I want so badly to do this perfectly.
It’s like somewhere inside I believe if I do all the “right things” I can keep the bad things at bay.
I hold tightly to this belief like a child gripping a flashlight to chase away the monsters under the bed.
Almost 8 months pregnant, I plan and I check items off my to do list like a mad woman. I read the books and make three different birth plans because it offers me an imaginary safety net, the illusion of control.
Give me all the knowledge, give me all the answers, they will make me impervious.
I think that’s what trauma and loss steal from us most: the ability to let go. The ability to relax into joy, into surrender of the unknown.
The ability to exhale.
If I clench my body tightly enough maybe I will survive the impact.
If I plan for the worst maybe I will be ready when it comes. If I check the boxes then surely devastation will bypass me, surely God will reward me because I’ve been good haven’t I?
Surely I will not end up broken again.
My perfection is a paper shield guarding my heart from loss.
Because when the worst things have already happened to you, how do you trust they are not lurking around the bend again?
Loss steals from us the ability to trust love is enough.
But the truth is I have no control.
I am vulnerable.
Loving makes me vulnerable.
Friends lose babies around me. Mothers lose daughters. Others lose homes in a fire. I watch a chalk faced infant pulled from the rubble of a bombed out building in Syria in The Men from Aleppo.
Do I think my child is more valuable so he will be spared?
Of course not.
Maybe I think being the perfect parent will save me. (And all the seasoned parents laugh)
We’ll try really hard to prove how worthy we are to be spared.
We’ll make the money, we’ll buy the house, we’ll build the nursery, we’ll be “obedient,” we’ll people please, we’ll be responsible, we’ll say yes when we mean no, we’ll martyr ourselves, we’ll stay at the job we hate, we’ll ignore our intuition, we’ll close our eyes tight to a global community suffering thinking it will insulate us from pain.
But it doesn’t.
I hear it in the disappointed and disillusioned voices of my global worker clients “But I was trying to follow God, I was trying to do the right things, I was trying to be good thinking I would be rewarded…so how did I end up here?”
I understand their pain.
But where does that leave us?
God has not spared me from brokenness.
I don’t know what tomorrow brings.

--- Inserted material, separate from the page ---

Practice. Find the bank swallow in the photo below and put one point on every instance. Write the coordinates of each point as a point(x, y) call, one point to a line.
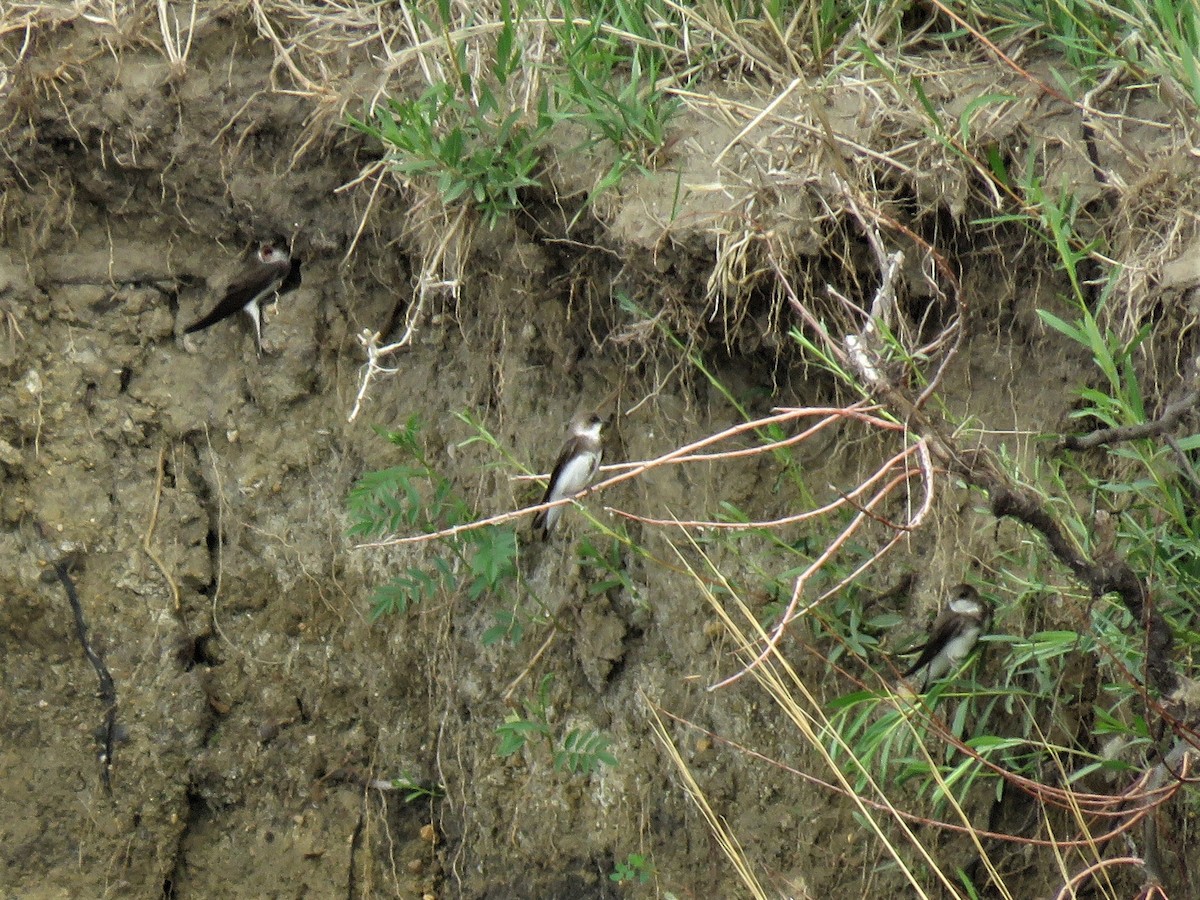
point(955, 633)
point(269, 273)
point(576, 467)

The anxiety tries to clamor. I don’t know if this baby will survive when the others didn’t, or if I’ll suffer with postpartum depression, or how I’ll juggle pursuing my purpose and being present for my family, if I’ll ever blog consistently again (sorry in advance) or how my marriage will handle a new addition, or if my brain will ever function at its highest capacity again (prego brain is real ya’ll)

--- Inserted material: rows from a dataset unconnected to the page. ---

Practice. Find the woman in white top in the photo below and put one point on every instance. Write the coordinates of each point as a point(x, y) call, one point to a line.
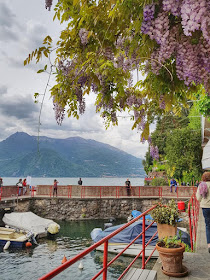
point(203, 195)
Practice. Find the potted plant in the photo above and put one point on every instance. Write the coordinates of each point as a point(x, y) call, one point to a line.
point(166, 217)
point(171, 254)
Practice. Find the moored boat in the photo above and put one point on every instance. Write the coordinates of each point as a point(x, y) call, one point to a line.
point(28, 221)
point(10, 238)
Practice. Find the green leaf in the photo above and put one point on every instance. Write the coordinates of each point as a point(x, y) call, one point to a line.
point(40, 71)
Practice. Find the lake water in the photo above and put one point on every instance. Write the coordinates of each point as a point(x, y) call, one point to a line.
point(73, 181)
point(74, 236)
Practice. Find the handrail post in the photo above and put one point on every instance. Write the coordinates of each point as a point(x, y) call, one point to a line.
point(70, 191)
point(81, 190)
point(190, 225)
point(143, 243)
point(105, 260)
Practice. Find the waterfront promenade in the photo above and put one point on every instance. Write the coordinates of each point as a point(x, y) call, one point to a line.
point(198, 263)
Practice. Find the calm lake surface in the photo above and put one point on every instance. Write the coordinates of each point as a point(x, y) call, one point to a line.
point(73, 181)
point(74, 236)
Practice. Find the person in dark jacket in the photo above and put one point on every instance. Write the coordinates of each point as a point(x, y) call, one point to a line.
point(80, 182)
point(128, 187)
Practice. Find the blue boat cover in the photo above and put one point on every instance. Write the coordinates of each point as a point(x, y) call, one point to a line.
point(132, 231)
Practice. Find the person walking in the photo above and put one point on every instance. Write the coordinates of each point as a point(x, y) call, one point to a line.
point(203, 195)
point(20, 187)
point(128, 187)
point(173, 183)
point(24, 186)
point(80, 182)
point(55, 188)
point(1, 182)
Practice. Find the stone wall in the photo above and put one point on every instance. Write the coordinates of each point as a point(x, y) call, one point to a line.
point(76, 209)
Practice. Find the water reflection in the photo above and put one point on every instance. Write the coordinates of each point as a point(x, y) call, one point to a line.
point(74, 237)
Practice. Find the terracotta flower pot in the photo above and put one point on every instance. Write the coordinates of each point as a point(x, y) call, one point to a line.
point(171, 259)
point(166, 230)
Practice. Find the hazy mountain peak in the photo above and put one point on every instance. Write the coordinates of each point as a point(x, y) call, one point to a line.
point(70, 157)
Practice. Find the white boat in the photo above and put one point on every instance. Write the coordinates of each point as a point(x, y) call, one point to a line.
point(10, 238)
point(28, 221)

I do know I’ll fail. I’ll fail my husband, my clients, my child, my friends, my family, myself, as I journey through this transition of motherhood.
Today, I was comforted by these words from a fellow traveler and friend Kay Bruner:
“The truth is: we have no control, and that’s okay, because LOVE DOES NOT CONTROL. Love just makes an offer. Love wins not by conquering, but by companionship.”

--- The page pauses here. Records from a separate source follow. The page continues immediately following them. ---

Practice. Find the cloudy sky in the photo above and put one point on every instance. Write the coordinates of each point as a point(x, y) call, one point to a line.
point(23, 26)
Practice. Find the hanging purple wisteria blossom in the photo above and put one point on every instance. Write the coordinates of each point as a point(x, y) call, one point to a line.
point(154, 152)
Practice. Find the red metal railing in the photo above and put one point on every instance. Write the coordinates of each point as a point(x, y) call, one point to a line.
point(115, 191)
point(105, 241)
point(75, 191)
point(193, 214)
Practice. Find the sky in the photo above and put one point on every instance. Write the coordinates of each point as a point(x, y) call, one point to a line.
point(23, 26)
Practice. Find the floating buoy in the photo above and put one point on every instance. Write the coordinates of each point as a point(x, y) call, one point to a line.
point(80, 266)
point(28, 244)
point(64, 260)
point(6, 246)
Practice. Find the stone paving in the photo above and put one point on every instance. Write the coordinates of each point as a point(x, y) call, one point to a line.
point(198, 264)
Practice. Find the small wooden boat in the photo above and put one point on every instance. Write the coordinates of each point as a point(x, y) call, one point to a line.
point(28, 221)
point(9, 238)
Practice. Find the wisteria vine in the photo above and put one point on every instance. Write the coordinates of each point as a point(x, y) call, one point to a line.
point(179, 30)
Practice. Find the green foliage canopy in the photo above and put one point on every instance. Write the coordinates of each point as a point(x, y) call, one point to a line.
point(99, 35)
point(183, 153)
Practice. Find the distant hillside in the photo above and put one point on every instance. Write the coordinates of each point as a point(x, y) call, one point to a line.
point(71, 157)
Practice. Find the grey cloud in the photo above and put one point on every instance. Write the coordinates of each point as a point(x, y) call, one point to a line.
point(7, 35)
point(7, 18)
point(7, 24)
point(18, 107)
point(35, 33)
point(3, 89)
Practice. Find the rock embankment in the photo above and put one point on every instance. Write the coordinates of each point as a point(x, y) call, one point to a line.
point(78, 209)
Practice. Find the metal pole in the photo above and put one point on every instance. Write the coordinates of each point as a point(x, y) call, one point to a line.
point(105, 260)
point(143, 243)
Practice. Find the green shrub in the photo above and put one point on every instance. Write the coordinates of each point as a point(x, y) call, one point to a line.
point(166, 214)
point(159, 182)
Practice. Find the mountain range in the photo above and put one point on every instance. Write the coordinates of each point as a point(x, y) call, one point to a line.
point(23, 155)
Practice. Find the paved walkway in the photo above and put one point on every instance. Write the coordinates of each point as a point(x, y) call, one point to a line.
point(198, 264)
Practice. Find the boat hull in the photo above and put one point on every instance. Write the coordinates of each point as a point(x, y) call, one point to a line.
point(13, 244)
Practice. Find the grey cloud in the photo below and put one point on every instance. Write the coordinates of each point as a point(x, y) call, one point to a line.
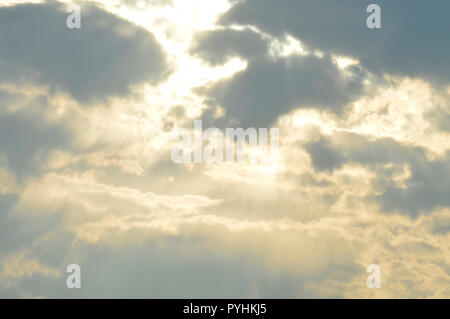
point(103, 58)
point(219, 45)
point(269, 88)
point(413, 40)
point(25, 140)
point(426, 189)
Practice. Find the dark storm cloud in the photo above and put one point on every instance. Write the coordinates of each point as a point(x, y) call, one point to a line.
point(103, 58)
point(426, 189)
point(413, 41)
point(269, 88)
point(218, 46)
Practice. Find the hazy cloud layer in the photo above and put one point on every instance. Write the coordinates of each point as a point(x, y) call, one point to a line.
point(412, 41)
point(268, 88)
point(103, 58)
point(361, 177)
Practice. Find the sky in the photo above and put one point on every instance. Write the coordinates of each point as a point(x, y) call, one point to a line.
point(361, 175)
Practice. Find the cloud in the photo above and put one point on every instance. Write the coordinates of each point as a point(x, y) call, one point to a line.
point(412, 41)
point(218, 46)
point(269, 88)
point(425, 189)
point(104, 58)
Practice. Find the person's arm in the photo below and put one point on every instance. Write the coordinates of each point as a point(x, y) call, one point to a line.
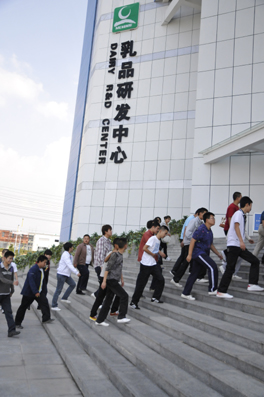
point(69, 264)
point(145, 248)
point(32, 283)
point(5, 280)
point(122, 280)
point(237, 230)
point(77, 255)
point(248, 238)
point(103, 285)
point(191, 247)
point(216, 252)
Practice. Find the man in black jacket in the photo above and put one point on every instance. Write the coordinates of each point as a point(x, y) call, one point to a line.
point(7, 289)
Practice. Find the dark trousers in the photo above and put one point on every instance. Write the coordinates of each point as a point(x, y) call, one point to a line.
point(142, 279)
point(100, 279)
point(163, 246)
point(180, 260)
point(184, 266)
point(155, 282)
point(26, 301)
point(202, 261)
point(113, 288)
point(101, 293)
point(232, 255)
point(83, 279)
point(5, 302)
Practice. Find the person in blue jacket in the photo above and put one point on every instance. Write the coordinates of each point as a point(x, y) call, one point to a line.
point(35, 288)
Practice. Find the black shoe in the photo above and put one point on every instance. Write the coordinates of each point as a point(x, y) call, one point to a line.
point(156, 300)
point(13, 333)
point(50, 320)
point(134, 305)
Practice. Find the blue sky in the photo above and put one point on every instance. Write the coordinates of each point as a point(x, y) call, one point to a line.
point(40, 54)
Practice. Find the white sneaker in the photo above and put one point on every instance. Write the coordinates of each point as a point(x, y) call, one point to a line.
point(254, 287)
point(123, 320)
point(103, 324)
point(212, 292)
point(223, 255)
point(224, 295)
point(222, 269)
point(176, 284)
point(188, 297)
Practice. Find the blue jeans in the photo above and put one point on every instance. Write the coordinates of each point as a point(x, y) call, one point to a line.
point(61, 280)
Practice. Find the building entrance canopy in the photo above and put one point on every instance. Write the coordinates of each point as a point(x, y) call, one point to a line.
point(250, 140)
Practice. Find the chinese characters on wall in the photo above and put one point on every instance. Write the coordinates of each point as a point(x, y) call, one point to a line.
point(123, 92)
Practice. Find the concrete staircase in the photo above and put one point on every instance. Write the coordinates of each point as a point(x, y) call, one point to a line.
point(209, 347)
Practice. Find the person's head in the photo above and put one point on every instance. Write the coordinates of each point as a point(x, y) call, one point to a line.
point(158, 219)
point(155, 227)
point(167, 219)
point(237, 197)
point(246, 204)
point(107, 231)
point(86, 239)
point(42, 261)
point(8, 257)
point(115, 243)
point(201, 211)
point(68, 247)
point(209, 219)
point(122, 244)
point(162, 232)
point(48, 254)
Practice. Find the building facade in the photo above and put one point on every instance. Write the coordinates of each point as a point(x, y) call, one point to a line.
point(172, 115)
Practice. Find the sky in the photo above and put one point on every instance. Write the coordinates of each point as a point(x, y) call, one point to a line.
point(40, 56)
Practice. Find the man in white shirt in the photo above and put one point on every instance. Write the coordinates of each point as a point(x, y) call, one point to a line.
point(148, 266)
point(236, 248)
point(64, 271)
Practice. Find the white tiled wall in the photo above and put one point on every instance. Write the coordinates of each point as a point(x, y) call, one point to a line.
point(159, 148)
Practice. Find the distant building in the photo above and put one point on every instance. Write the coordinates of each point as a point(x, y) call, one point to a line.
point(28, 241)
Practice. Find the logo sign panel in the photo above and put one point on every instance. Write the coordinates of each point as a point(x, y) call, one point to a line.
point(125, 18)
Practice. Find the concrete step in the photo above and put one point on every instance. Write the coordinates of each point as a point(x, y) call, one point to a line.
point(161, 376)
point(207, 368)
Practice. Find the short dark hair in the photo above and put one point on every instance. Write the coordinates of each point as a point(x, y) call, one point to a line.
point(115, 241)
point(207, 216)
point(244, 201)
point(149, 224)
point(9, 253)
point(236, 195)
point(41, 258)
point(105, 229)
point(122, 242)
point(67, 246)
point(202, 209)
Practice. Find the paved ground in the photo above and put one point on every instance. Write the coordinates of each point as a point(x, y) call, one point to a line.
point(29, 363)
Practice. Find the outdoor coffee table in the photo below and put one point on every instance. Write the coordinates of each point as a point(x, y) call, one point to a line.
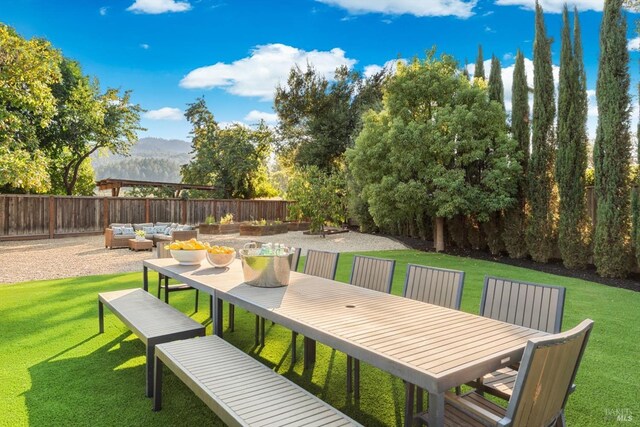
point(140, 245)
point(433, 347)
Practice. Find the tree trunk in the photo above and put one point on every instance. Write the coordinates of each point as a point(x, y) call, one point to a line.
point(439, 234)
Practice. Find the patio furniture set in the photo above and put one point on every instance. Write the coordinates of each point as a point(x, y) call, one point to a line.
point(123, 235)
point(513, 349)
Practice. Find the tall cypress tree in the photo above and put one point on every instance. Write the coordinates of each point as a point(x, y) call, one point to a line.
point(611, 153)
point(479, 70)
point(542, 200)
point(514, 218)
point(571, 162)
point(496, 88)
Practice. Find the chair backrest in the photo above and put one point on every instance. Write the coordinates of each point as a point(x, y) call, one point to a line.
point(295, 259)
point(546, 375)
point(372, 273)
point(437, 286)
point(321, 263)
point(525, 304)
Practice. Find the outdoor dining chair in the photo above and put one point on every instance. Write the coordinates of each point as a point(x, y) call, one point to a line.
point(320, 264)
point(436, 286)
point(375, 274)
point(542, 388)
point(524, 304)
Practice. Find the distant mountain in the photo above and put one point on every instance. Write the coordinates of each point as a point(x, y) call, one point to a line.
point(151, 147)
point(151, 159)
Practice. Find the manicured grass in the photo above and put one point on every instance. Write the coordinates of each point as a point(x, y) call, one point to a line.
point(57, 370)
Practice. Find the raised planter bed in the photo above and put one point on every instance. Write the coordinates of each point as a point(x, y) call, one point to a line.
point(219, 228)
point(263, 230)
point(298, 226)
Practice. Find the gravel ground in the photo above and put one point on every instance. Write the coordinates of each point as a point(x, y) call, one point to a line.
point(84, 256)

This is my work. This is what I’m leaning into these days. Because I know this to be true:
Perfection cannot save us, but love can.
Love is God saying He’ll be with me in it whatever comes. Love is Presence.
Love is knowing in my darkest moments I have never been abandoned.
Love is hearing God speak through a verse, or a line of poetry, or a song. Love is the friend who always texts.
Love is being kind to myself as I take time to meditate in the garden.
Love is being gentle with my imperfections.
Love is taking walks in the orange splay of leaves on a trail, drinking in beauty. Love is telling my body to breathe. Love is listening to my Father’s voice.
Love is warm hugs from my husband and snuggles from my dog Rosie.
Love is giving myself over to joy without having to protect myself.
Love is trusting myself and what I need. Love is knowing I’m an overcomer.
Love is trusting this sweet babe inside me.
Love is whispering, “It’s going to be ok, you’re going to be ok, because you’re not alone.”